We left earlier today for the store to go get some blood pressure kits and ended up coming back with more saltwater fish for our tank, and I got a set up for GloFish.  Has anyone else had experience with them? I am getting a school of them after the small [1.5 gallons] tank is set up. I bought a black/blue light so they will be visible that comes with the hood, too. I have been wanting some and just happened to pick that up while we were at a pet store for some hammocks. I hear they are just like normal tetras and zebra fish, anyone else had them? I'll take pictures when I get them  they are going to be so pretty. When my room is redone, it will look awesome in there. It has a black and white modern look to it, which was what my room scheme was going to be. [I'll also post pics of my room when it's done... xDD]

-Brandi


----------



## Alethea (Jul 14, 2010)

http://www.glofish.com/​


----------



## Knoahe (Jun 11, 2010)

Thanks for the link Alethea, I'm checking it out right now.


----------



## lilangel (Mar 26, 2009)

I wonder if we have those type here in Ottawa,Canada? I so hope so  I am checking it out also. 
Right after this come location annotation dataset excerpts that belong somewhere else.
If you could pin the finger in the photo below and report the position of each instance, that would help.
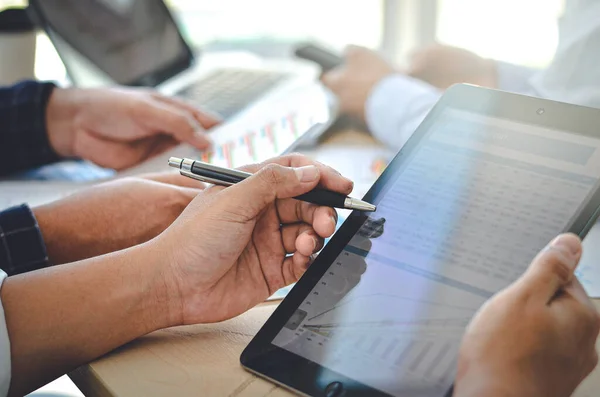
(553, 268)
(330, 178)
(205, 118)
(576, 290)
(174, 178)
(322, 219)
(294, 267)
(174, 121)
(302, 238)
(254, 194)
(290, 233)
(301, 263)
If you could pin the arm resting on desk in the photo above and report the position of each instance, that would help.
(56, 315)
(23, 139)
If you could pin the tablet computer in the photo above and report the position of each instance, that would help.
(486, 181)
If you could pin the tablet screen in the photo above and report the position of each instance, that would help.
(461, 218)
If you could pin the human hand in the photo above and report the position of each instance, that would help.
(353, 81)
(535, 338)
(232, 248)
(114, 215)
(121, 127)
(443, 66)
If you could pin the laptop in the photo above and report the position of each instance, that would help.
(138, 43)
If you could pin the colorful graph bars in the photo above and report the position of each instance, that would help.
(259, 144)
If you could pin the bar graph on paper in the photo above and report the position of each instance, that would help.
(258, 144)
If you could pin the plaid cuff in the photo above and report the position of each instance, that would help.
(24, 141)
(22, 247)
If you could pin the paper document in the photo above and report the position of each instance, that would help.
(35, 192)
(255, 136)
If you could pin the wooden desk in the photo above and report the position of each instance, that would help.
(202, 360)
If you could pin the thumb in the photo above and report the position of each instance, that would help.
(268, 184)
(553, 268)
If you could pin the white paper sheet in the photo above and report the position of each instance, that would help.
(35, 192)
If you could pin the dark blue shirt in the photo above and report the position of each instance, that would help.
(24, 144)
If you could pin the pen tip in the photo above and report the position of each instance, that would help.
(356, 204)
(175, 162)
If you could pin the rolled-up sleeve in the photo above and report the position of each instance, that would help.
(396, 106)
(4, 348)
(22, 247)
(23, 138)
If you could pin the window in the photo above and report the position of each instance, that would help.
(518, 31)
(335, 22)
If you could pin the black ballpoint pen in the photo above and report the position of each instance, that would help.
(226, 177)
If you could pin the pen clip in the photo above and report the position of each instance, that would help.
(204, 179)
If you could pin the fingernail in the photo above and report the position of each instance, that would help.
(567, 243)
(307, 173)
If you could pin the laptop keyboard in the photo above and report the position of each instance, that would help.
(228, 91)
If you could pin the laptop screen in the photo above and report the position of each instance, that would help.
(132, 41)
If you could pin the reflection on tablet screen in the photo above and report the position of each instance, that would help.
(464, 217)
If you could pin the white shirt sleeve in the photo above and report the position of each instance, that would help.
(513, 78)
(4, 348)
(396, 106)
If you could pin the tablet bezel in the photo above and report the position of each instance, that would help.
(306, 377)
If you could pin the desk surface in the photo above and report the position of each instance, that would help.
(197, 360)
(203, 359)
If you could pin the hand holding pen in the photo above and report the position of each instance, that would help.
(226, 177)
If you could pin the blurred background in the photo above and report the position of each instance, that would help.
(518, 31)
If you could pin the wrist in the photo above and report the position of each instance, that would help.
(61, 113)
(164, 299)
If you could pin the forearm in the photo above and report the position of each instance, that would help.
(59, 318)
(23, 139)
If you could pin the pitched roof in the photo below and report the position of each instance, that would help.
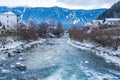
(112, 19)
(9, 13)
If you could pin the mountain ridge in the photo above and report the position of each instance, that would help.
(68, 17)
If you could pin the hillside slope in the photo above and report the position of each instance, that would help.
(113, 12)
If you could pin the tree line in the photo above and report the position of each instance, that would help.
(34, 31)
(107, 36)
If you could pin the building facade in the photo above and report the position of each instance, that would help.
(9, 20)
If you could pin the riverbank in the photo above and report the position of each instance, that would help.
(107, 53)
(14, 46)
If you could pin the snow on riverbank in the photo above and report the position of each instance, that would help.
(17, 46)
(108, 54)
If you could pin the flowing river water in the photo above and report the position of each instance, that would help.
(57, 60)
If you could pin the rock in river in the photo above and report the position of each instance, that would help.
(20, 66)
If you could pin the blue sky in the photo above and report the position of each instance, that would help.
(71, 4)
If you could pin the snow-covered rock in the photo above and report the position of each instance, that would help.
(108, 54)
(21, 59)
(5, 71)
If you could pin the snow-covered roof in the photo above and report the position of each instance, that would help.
(112, 19)
(9, 13)
(94, 21)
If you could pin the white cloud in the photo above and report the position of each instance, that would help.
(72, 4)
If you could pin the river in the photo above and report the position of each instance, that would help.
(57, 60)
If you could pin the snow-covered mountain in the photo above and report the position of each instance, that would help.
(66, 16)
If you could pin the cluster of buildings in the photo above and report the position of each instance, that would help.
(107, 21)
(8, 22)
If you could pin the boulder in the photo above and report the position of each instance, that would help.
(20, 66)
(21, 59)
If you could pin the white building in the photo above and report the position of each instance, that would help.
(9, 20)
(111, 21)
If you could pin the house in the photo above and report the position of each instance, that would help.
(111, 21)
(96, 23)
(9, 20)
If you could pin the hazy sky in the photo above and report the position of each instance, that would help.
(71, 4)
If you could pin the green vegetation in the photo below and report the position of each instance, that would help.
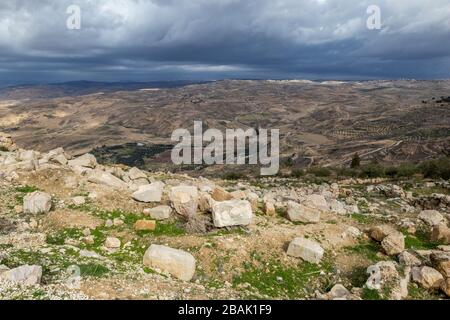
(60, 237)
(93, 270)
(358, 277)
(370, 294)
(368, 250)
(363, 218)
(436, 169)
(416, 292)
(356, 161)
(23, 191)
(274, 279)
(420, 241)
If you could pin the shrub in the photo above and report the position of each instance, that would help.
(356, 161)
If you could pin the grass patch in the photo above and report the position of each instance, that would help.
(23, 191)
(370, 294)
(420, 241)
(362, 218)
(368, 250)
(275, 280)
(416, 292)
(60, 237)
(358, 277)
(93, 270)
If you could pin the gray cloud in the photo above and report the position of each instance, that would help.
(208, 39)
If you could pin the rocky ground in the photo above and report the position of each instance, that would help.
(73, 229)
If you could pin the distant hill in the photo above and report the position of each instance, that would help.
(320, 123)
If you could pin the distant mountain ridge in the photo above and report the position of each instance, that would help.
(80, 88)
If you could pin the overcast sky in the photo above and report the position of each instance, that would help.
(140, 40)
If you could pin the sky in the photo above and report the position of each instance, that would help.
(144, 40)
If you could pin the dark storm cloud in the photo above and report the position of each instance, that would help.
(207, 39)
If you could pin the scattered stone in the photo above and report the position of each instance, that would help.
(145, 225)
(178, 263)
(316, 201)
(18, 209)
(118, 222)
(394, 243)
(220, 194)
(431, 217)
(253, 199)
(232, 213)
(441, 233)
(238, 195)
(87, 161)
(269, 208)
(337, 207)
(299, 213)
(441, 261)
(385, 278)
(205, 202)
(159, 213)
(427, 277)
(378, 233)
(78, 201)
(109, 223)
(407, 259)
(89, 254)
(148, 193)
(338, 292)
(135, 174)
(37, 202)
(352, 232)
(27, 275)
(107, 179)
(184, 200)
(305, 249)
(445, 286)
(112, 243)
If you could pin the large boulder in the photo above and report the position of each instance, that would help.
(385, 278)
(145, 225)
(441, 233)
(159, 213)
(305, 249)
(220, 194)
(176, 262)
(37, 202)
(232, 213)
(26, 275)
(431, 217)
(149, 193)
(427, 277)
(316, 201)
(394, 243)
(135, 174)
(107, 179)
(378, 233)
(300, 213)
(184, 200)
(6, 142)
(441, 261)
(86, 160)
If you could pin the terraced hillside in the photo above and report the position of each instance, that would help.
(321, 123)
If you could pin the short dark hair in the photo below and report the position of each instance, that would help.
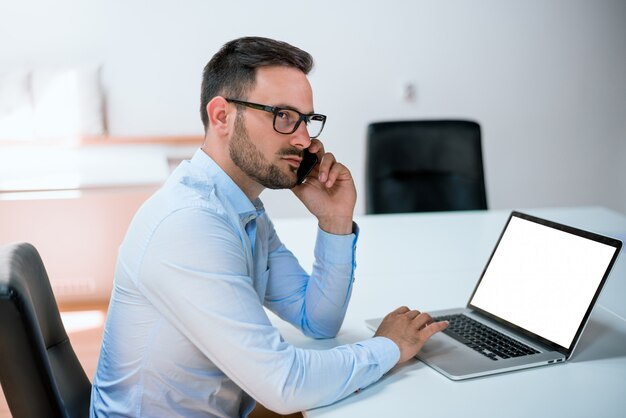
(232, 70)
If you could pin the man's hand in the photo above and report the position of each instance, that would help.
(329, 192)
(409, 329)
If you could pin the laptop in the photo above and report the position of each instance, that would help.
(530, 305)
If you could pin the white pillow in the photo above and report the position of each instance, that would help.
(16, 106)
(67, 102)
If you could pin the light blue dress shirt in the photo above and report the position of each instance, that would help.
(186, 332)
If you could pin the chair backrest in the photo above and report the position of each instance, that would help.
(424, 166)
(39, 371)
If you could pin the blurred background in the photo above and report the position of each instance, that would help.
(99, 100)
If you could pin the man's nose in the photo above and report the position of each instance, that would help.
(300, 138)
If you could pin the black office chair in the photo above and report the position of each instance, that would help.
(424, 166)
(39, 371)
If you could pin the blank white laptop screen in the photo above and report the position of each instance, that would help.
(553, 272)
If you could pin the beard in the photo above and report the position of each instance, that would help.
(251, 161)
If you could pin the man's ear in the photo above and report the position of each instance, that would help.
(220, 115)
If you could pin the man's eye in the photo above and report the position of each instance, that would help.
(284, 115)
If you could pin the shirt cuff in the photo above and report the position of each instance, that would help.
(336, 249)
(385, 352)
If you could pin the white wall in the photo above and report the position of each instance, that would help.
(546, 79)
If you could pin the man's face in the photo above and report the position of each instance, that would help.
(266, 156)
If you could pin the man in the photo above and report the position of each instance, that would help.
(186, 333)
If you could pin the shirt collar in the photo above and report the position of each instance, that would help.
(226, 187)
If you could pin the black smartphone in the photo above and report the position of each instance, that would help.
(308, 162)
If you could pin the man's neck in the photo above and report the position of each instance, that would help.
(249, 187)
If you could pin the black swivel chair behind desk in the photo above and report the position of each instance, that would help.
(424, 166)
(39, 371)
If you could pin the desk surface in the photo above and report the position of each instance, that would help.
(432, 261)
I have a 25 gallon tank with only a couple guppies and was looking for other type of fish to house.

Aw just read that they do not have them in Canada boo :-[


----------



## Knoahe (Jun 11, 2010)

lilangel said:


> I wonder if we have those type here in Ottawa,Canada? I so hope so  I am checking it out also.
> 
> I have a 25 gallon tank with only a couple guppies and was looking for other type of fish to house.
> 
> Aw just read that they do not have them in Canada boo :-[


Aw  I'm said to hear that. Do you ever take trips into the US? It says they don't ship them outside the US, but never said anything about taking them into other places, long as you don't release it.  
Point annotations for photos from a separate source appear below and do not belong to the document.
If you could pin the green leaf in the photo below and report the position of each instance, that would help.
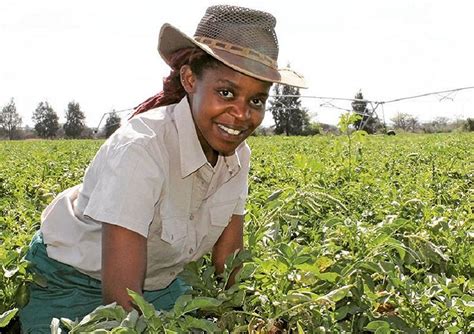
(5, 317)
(130, 320)
(202, 303)
(299, 327)
(145, 308)
(377, 324)
(110, 312)
(180, 304)
(202, 324)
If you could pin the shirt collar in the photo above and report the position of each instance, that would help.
(191, 154)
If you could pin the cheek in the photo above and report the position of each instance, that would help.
(257, 119)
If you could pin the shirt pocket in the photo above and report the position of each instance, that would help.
(174, 230)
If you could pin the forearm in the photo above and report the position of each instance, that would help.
(123, 264)
(230, 241)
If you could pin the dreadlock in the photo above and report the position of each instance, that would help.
(173, 91)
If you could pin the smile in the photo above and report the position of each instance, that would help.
(230, 131)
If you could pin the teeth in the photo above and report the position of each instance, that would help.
(229, 130)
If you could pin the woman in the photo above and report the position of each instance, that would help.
(171, 184)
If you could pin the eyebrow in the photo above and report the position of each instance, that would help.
(236, 87)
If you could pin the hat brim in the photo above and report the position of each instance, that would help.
(172, 39)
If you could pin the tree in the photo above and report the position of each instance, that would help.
(112, 124)
(405, 122)
(46, 120)
(10, 120)
(289, 116)
(74, 120)
(367, 121)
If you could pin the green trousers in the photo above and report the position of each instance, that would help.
(72, 294)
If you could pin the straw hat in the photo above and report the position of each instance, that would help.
(241, 38)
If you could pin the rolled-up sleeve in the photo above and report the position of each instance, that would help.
(129, 185)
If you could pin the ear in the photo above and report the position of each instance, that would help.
(188, 79)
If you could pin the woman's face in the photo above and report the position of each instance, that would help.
(227, 106)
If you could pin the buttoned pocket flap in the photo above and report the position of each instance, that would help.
(221, 214)
(173, 230)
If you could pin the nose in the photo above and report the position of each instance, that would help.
(241, 111)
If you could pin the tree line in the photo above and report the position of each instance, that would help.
(46, 122)
(290, 118)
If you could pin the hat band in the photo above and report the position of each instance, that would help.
(238, 50)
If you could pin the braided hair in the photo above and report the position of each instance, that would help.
(173, 91)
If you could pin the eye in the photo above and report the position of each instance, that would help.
(226, 93)
(257, 103)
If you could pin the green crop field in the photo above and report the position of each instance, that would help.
(343, 234)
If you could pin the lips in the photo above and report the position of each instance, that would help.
(230, 131)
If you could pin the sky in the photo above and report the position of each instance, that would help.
(102, 53)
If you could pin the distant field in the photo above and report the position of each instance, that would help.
(373, 236)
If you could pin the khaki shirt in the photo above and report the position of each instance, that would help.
(151, 177)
I plan on buying a school of them, I saw them in person yesterday and they are so tiny! I'm setting up the cage in a few days when I get back from a trip, probably around Tuesday, and I'll go get them and take pics. [Oh, and the rats are going with me on the trip  they did so good traveling back home, it's about as long to get to the place I'm staying. It also has a lot of rooms to let them out in]


----------



## lilangel (Mar 26, 2009)

Sadly no we do not  Maybe in time hehe go to Florida or something  Seeing as Florida is not so far for us to drive from Hull,Quebec. One day  I was also looking at getting maybe gourami's just not sure what type and such yet.


----------